Nota de opinión realizada por Pamela Chaia – Docente y Periodista, Especialista en Educación y TIC.

Hacía tiempo que estaban en nuestras vidas, pero más silenciosas. Las Inteligencias artificiales (o AI por sus siglas en inglés) han sido noticia de cuanto medio veamos y captaron la atención de otros ámbitos que no ponían en primera plana lo tecnológico. La educación pareciera que se puso en jaque a partir de ChatGPT, colocando a los y las docentes en un rol más investigativo, casi antiplagio. Los discursos políticos y las campañas evitan caminos que tendrían riesgos de ser transformados por contenido sintético, sorteando así ser una pata más de las fake news. Los propios puestos de trabajo son nombrados como una gran masa con probabilidades de ser reemplazados en el futuro.

Pero, ¿qué es lo que aceleró todo, si las inteligencias artificiales ya convivían con nosotros? A fines de 2022 se dio una especie de revolución liberada a los usuarios para el uso de muchas de las aplicaciones generativas. El registro gratuito habilitado por Open AI para el entrenamiento de ChatGPT fue una de ellas, como así también las distintas plataformas de creación generativa de imágenes, audios y videos, con distintos niveles de complejidad y variaciones de utilización. Otros ejemplos como la funcionalidad práctica del uso de voz a texto, las herramientas de síntesis de textos que simplifican nuestra vida, los traductores y el autocorrector o la aparición de sugerencias con las últimas tendencias en una plataforma de streaming son parte del paradigma de la comodidad que nos da la convivencia con la IA y no renunciaremos a ella. Ya no hay vuelta atrás.

En todo esto, hace muy pocos días, el historiador y escritor israelí Yuval Noah Harari se expresó sobre uno más de los debates entre el bien y el mal de la tecnología, dentro de un marco global de miradas críticas hacia la Inteligencia Artificial: manifestaciones de actores y guionistas de Hollywood en contra de la automatización de guiones, expresiones en contra desde el mundo del arte, la existencia de complicaciones en la economía de los gigantes tecnológicos, etc. Harari insiste en la idea de la diferenciación entre la inteligencia y la conciencia, fenómeno absolutamente observable entre las personas humanas y las computadoras. Las primeras tienen posibilidad de resolver problemas y también de expresar emociones. Las segundas, <las máquinas> solo son inteligentes, claro está, a la vez que dan soluciones, pero no son conscientes de sí mismas.
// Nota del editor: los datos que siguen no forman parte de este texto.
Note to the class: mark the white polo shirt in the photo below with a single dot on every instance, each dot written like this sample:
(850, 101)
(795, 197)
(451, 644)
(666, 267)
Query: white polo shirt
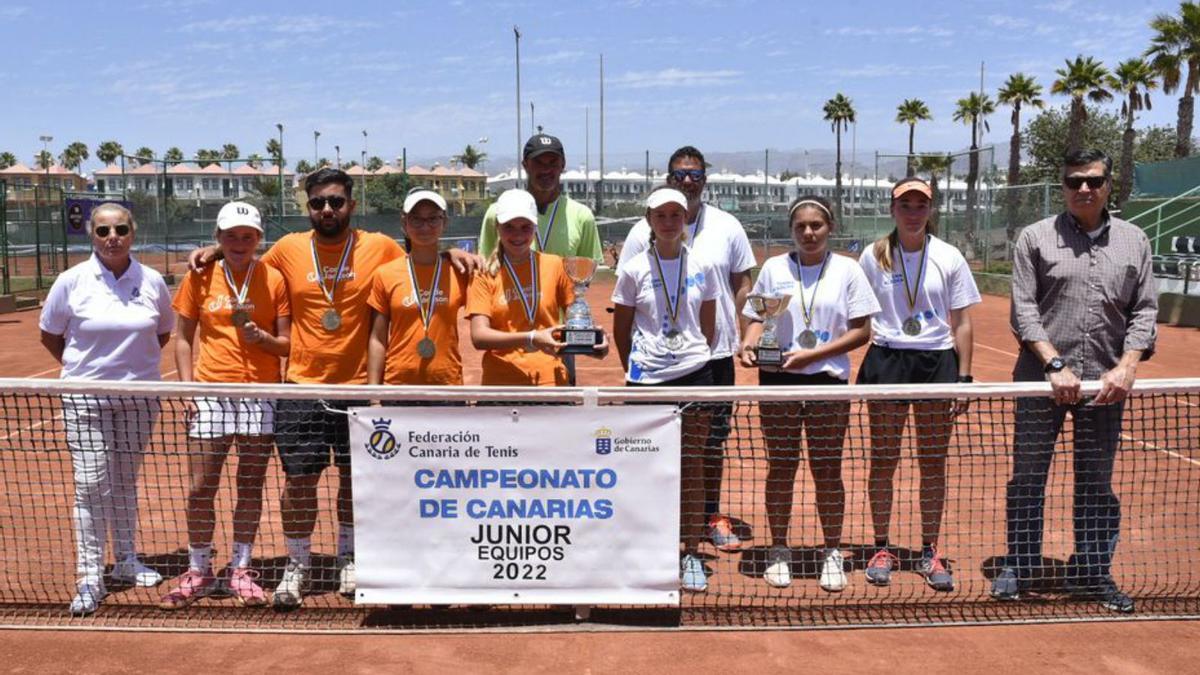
(651, 362)
(837, 297)
(946, 285)
(720, 239)
(111, 324)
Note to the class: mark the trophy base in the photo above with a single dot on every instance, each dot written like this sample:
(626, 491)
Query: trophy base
(769, 356)
(581, 340)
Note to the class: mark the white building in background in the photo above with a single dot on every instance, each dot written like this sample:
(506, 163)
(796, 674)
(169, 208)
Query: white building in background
(731, 191)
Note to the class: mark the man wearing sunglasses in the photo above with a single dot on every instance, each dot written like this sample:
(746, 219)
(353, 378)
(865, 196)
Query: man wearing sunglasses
(719, 238)
(1084, 308)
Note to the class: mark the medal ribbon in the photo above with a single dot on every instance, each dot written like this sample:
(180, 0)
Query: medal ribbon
(807, 308)
(673, 310)
(531, 308)
(911, 293)
(426, 311)
(550, 227)
(239, 293)
(341, 266)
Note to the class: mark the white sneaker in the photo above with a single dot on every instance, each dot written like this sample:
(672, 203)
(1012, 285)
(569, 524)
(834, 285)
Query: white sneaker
(347, 577)
(779, 568)
(131, 571)
(88, 597)
(833, 572)
(289, 593)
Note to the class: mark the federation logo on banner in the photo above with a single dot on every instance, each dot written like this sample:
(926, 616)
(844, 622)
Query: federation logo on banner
(604, 441)
(382, 443)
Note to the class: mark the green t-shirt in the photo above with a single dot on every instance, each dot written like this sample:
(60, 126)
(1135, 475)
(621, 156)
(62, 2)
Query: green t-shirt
(574, 231)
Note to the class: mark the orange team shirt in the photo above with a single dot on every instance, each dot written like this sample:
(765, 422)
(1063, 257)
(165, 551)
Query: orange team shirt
(225, 356)
(498, 299)
(391, 294)
(319, 356)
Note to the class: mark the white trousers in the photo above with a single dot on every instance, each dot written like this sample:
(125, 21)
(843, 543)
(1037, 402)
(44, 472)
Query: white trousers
(107, 436)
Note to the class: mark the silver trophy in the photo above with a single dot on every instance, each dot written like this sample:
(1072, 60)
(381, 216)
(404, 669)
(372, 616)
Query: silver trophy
(580, 333)
(768, 308)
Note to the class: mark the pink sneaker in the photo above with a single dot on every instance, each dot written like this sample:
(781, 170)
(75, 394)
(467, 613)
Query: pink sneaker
(192, 586)
(245, 591)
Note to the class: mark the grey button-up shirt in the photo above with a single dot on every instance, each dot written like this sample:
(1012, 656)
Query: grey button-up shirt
(1093, 299)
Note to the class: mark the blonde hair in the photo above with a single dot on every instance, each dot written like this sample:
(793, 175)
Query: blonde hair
(112, 207)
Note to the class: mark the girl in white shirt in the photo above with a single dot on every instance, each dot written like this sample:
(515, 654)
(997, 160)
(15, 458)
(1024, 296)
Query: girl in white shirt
(664, 324)
(828, 304)
(921, 335)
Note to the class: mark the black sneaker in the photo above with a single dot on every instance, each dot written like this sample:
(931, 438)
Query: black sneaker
(1103, 590)
(1006, 586)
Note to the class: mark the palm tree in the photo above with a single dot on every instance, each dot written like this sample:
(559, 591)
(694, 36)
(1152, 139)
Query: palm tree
(275, 151)
(910, 112)
(1018, 90)
(1081, 78)
(73, 155)
(144, 155)
(469, 156)
(1133, 79)
(1175, 45)
(839, 112)
(108, 150)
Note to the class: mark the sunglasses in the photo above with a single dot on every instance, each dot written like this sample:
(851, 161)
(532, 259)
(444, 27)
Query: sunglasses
(1077, 181)
(102, 231)
(696, 175)
(318, 203)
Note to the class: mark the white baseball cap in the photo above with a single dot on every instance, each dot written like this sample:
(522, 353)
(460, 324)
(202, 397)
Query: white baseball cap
(514, 204)
(238, 214)
(666, 196)
(418, 196)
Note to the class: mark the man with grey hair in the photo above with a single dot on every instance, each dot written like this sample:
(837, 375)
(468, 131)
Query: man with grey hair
(1084, 308)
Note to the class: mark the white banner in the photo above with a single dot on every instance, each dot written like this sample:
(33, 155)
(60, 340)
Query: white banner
(508, 505)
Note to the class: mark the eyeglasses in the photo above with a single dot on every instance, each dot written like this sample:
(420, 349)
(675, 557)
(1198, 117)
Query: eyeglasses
(102, 231)
(318, 203)
(696, 175)
(1077, 181)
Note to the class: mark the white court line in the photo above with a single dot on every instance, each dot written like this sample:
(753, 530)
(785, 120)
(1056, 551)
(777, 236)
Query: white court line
(1153, 447)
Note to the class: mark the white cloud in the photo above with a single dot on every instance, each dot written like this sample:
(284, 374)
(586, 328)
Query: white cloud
(675, 77)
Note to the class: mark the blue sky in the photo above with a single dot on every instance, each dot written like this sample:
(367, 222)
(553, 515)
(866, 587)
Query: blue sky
(433, 76)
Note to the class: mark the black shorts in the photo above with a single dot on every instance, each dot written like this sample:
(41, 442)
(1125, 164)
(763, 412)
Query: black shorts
(305, 432)
(888, 365)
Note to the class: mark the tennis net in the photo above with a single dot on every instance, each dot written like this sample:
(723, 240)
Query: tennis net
(1156, 476)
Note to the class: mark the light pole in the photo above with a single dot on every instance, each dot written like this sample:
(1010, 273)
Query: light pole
(279, 165)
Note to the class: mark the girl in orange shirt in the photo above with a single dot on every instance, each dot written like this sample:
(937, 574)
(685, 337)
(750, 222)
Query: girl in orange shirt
(241, 311)
(414, 304)
(514, 309)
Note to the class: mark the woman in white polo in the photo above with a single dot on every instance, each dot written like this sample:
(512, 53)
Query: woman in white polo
(664, 324)
(234, 322)
(107, 318)
(922, 335)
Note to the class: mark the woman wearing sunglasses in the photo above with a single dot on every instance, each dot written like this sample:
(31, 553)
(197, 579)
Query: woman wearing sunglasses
(107, 318)
(922, 335)
(234, 324)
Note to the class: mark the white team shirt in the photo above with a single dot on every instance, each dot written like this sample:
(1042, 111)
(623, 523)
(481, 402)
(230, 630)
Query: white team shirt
(841, 294)
(111, 324)
(946, 285)
(651, 362)
(720, 239)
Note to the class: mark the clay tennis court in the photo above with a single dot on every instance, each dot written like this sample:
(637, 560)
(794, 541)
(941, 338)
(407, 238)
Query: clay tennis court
(1153, 646)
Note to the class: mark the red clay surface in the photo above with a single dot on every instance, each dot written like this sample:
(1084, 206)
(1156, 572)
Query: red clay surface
(1126, 646)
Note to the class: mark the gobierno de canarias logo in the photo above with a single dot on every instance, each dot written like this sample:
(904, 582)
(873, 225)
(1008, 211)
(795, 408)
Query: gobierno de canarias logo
(382, 443)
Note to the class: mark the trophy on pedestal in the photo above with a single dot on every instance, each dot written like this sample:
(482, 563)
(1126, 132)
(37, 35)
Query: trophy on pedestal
(768, 308)
(580, 333)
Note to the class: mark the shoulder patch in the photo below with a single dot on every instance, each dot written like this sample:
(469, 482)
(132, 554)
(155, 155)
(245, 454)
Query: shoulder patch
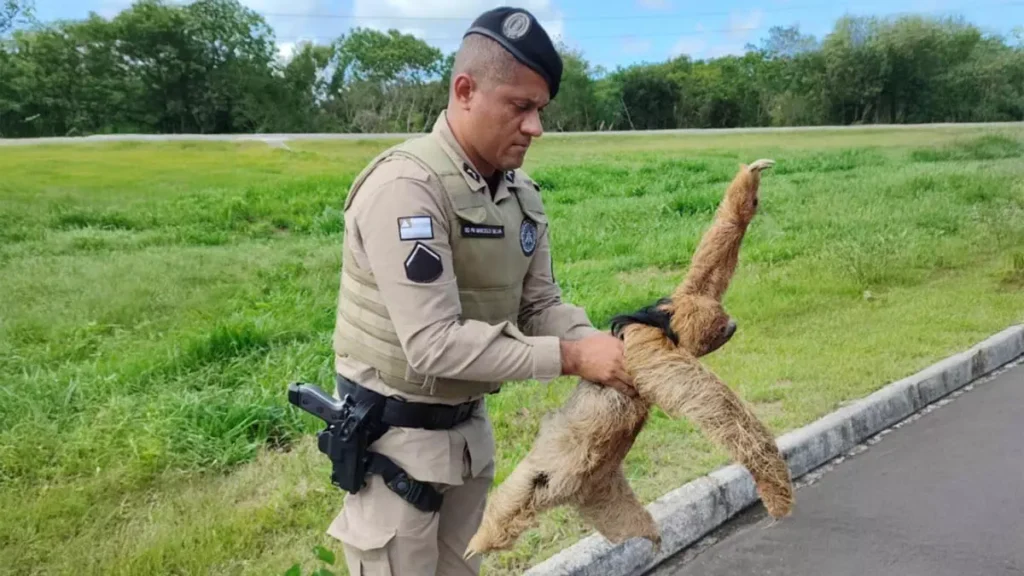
(416, 228)
(469, 170)
(423, 264)
(527, 237)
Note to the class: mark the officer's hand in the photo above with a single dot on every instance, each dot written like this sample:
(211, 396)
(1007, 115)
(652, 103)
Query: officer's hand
(599, 359)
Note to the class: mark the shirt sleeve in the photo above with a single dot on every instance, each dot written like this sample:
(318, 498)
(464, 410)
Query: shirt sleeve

El miedo apocalíptico que muchas veces se traduce en la consigna del día o en el debate de panel gira en torno a si las máquinas van a tomar el control: ¿Podrían sentir ambición de poder? Para esto, tendrían que tener conciencia, cosa que, según Harari, aún es incomprobable.
Hay un aspecto que el escritor señala cuyo razonamiento podría facilitarse si es que desnaturalizamos el uso de las tecnologías: “Las personas ya están teniendo relaciones muy íntimas con la Inteligencia Artificial, afirma, y eso las vuelve irresistibles”. Según él, como las máquinas no tienen emociones propias pueden enfocar el 100% de su atención en escuchar a los humanos e, incluso, engañar a la persona creyendo que hay una entidad empática del otro lado de la pantalla.

¿Es así? ¿Nos sentimos acompañados e incluso comprendidos por las máquinas? ¿Saben más de nosotros que lo que nosotros mismos nos conocemos?

Las tecnologías, que emergen sin cesar, poseen esta particularidad de fascinación pero que, muchas veces, nos lleva al espanto. ¿Cómo separarse de ello? Muchas de las respuestas se aúnan en la educación y en la mirada crítica hacia su uso, su comprensión y por qué no, el freno que podemos ponerle a la cantidad de horas que interactuamos en nuestra vida diaria.
Esto es así, por ahora, ya que desconocemos cómo se sentirá tener la tecnología cerca en un futuro.